Treatment is a partial exchange transfusion (PET) using an umbilical venous catheter to reduce the central Hct level.
What is fetal hydantoin syndrome? Related to what?
The patient, in this case, is suffering from fetal hydantoin syndrome, secondary to exposure to maternal anticonvulsant therapy in utero. The most likely culprit for this condition is phenytoin. Growth retardation, microcephaly, hypoplasia of the distal phalanx of the fingers and toes, nail hypoplasia, hirsutism, cleft-lip/palate, rib anomalies, and occasionally cardiac and genitourinary anomalies are classic physical exam findings for this condition, and several are present in this patient.
The use of an anti-epileptic drug (AED) during pregnancy increases the risk of birth defects and neurodevelopmental impairments in the child, but the benefits of taking these medications during pregnancy often outweigh these risks.
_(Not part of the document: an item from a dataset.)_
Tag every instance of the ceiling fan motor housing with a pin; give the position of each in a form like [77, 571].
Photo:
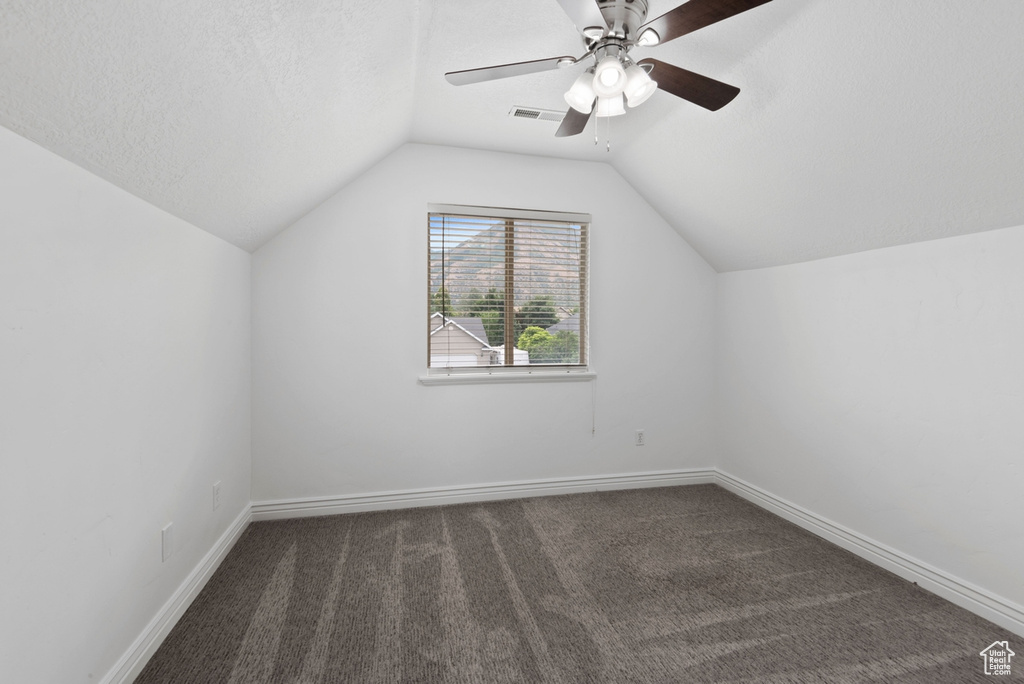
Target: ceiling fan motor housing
[624, 17]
If a woman discontinues her AED during pregnancy, she risks status epilepticus and sudden unexpected death in epilepsy (SUDEP). The risk of the mother suffering a tonic-clonic seizure during labor and subsequent 24 hours is low but signficant at about 1%-4%. Seizures can often reduce available arterial oxygen and cause fetal hypoxia. Additionally, injuries to the mother or fetus can occur due to seizure activity.